If I could add to the canon of scripture, besides Dr. Martin Luther King, Jr.,’s Letter from Birmingham Jail, I would include Flannery O’Connor’s short story “Revelation.” It’s about Mrs. Ruby Turpin, a southern woman who is very confident in her place in the hierarchy of God’s children, and how she has an epiphany about what it means for the first to be last. Here is the ending:
Until the sun slipped finally behind the tree line, Mrs. Turpin remained there with her gaze bent to the hogs as if she were absorbing some abysmal life-giving knowledge. At last she lifted her head. There was only a purple streak in the sky, cutting through a field of crimson and leading, like an extension of the highway, into the descending dusk. She raised her hands from the side of the hog pen in a gesture hieratic and profound. A visionary light settled in her eyes. She saw the streak as a vast swinging bridge extending upward from the earth through a field of living fire. Upon it a vast horde of souls were tumbling toward heaven. There were whole companies of white trash, clean for the first time in their lives, and bands of black n***rs in white robes, and battalions of freaks and lunatics shouting and clapping and leaping like frogs.

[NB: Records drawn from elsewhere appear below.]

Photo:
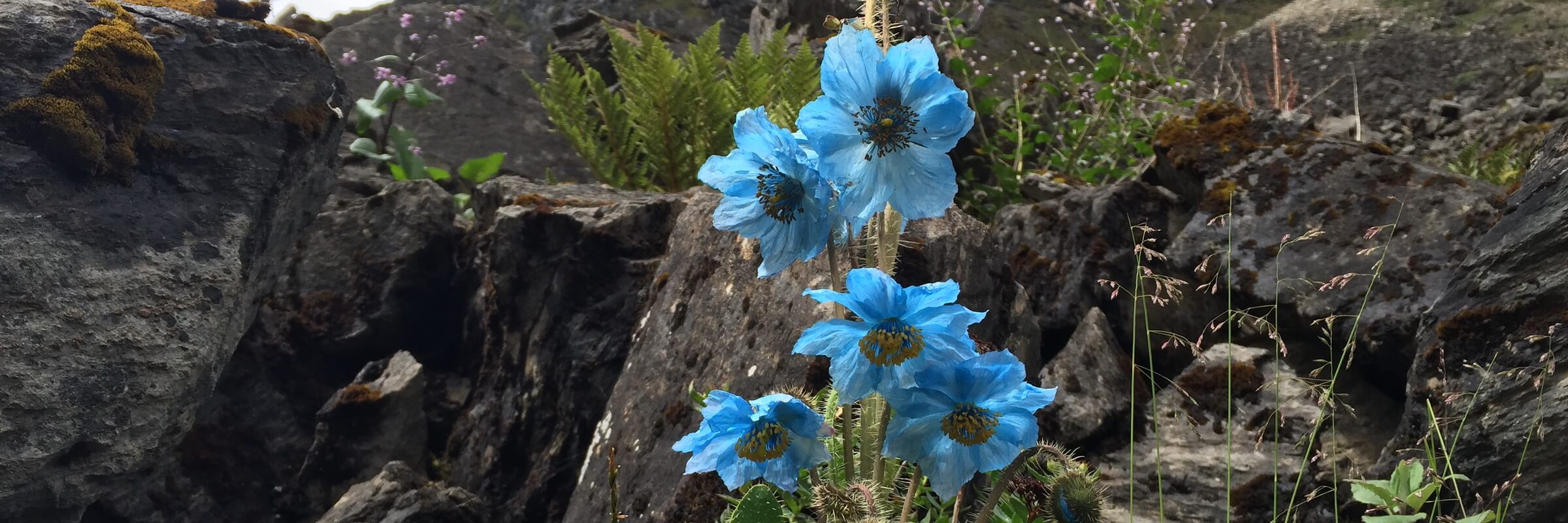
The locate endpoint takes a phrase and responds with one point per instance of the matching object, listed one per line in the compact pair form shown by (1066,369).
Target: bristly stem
(1001,484)
(908,495)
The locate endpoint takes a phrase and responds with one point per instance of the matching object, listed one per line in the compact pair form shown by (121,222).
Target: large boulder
(711,322)
(154,170)
(1275,180)
(1487,352)
(402,495)
(563,272)
(490,109)
(372,275)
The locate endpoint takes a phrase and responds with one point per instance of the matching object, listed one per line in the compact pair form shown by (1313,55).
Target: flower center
(970,424)
(891,343)
(764,442)
(888,126)
(783,198)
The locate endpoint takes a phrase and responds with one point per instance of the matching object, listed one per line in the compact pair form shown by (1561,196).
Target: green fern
(668,115)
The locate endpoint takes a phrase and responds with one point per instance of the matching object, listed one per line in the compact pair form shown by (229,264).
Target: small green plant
(1499,165)
(404,82)
(667,115)
(1088,115)
(1405,494)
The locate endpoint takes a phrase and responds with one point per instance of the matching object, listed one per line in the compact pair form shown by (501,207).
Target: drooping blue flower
(966,418)
(883,126)
(772,192)
(774,437)
(900,332)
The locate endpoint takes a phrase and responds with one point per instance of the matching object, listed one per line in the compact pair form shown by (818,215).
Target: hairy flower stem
(908,495)
(1001,484)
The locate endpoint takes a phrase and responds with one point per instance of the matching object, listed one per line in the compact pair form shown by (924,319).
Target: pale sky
(323,10)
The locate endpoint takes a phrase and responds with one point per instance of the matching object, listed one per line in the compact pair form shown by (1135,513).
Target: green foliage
(1402,497)
(668,115)
(1092,114)
(1499,165)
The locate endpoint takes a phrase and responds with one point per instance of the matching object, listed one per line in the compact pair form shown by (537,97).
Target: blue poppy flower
(772,192)
(774,437)
(966,418)
(902,330)
(883,126)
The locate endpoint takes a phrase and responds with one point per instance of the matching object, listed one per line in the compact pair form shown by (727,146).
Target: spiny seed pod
(1073,498)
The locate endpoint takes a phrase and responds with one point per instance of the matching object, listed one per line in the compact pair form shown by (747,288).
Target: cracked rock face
(124,285)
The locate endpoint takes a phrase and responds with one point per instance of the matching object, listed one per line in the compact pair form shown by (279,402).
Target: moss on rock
(90,112)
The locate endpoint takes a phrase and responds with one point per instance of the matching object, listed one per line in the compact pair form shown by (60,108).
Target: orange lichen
(310,122)
(90,112)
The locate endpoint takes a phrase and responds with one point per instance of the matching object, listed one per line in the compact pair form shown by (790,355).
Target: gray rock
(1060,250)
(134,250)
(400,495)
(374,274)
(375,420)
(490,109)
(1198,451)
(1484,346)
(563,272)
(1290,188)
(712,322)
(1092,379)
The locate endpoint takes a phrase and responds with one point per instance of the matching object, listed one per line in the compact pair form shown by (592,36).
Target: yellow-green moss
(204,8)
(90,112)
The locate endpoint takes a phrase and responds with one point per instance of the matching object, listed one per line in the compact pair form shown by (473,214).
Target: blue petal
(919,403)
(830,338)
(734,175)
(851,65)
(838,145)
(853,376)
(930,294)
(923,181)
(758,134)
(874,294)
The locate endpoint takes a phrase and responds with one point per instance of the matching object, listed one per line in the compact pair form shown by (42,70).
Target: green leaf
(1374,492)
(367,148)
(367,112)
(414,93)
(1394,518)
(483,169)
(386,93)
(758,506)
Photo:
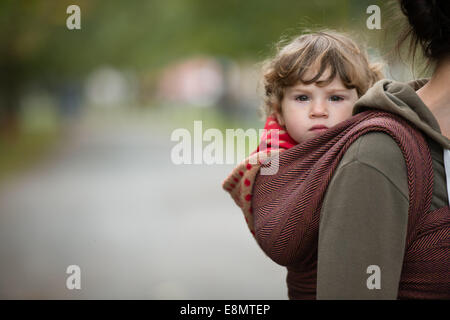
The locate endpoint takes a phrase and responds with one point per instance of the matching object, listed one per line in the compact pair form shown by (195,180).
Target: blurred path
(139,227)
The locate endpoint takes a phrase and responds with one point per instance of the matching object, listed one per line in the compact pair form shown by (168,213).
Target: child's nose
(318,109)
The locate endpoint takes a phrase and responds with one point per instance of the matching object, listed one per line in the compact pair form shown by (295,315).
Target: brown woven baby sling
(286,207)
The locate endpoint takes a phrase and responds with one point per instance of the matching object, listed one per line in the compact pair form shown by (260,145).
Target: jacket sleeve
(363,223)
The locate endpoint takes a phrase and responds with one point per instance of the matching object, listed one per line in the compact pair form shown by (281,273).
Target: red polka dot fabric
(239,182)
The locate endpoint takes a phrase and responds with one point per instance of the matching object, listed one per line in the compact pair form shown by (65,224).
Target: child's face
(305,106)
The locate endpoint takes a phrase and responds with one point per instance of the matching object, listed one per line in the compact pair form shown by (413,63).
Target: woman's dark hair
(429,27)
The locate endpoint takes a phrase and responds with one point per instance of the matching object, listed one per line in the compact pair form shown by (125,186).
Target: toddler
(310,86)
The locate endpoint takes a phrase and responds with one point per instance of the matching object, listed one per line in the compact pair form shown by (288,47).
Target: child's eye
(336,98)
(301,97)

And bringing up the end of the procession was a tribe of people whom she recognized at once as those who, like herself and Claud, had always had a little of everything and the God-given wit to use it right. She leaned forward to observe them closer. They were marching behind the others with great dignity, accountable as they had always been for good order and common sense and respectable behavior. They, alone were on key. Yet she could see by their shocked and altered faces even their virtues were being burned away. She lowered her hands and gripped the rail of the hog pen, her eyes small but fixed unblinkingly on what lay ahead. In a moment the vision faded but she remained where she was, immobile.
At length she got down and turned off the faucet and made her slow way on the darkening path to the house. In the woods around her the invisible cricket choruses had struck up, but what she heard were the voices of the souls climbing upward into the starry field and shouting hallelujah.
Hellelujah. Lord, have mercy on us sinners. Hallelujah.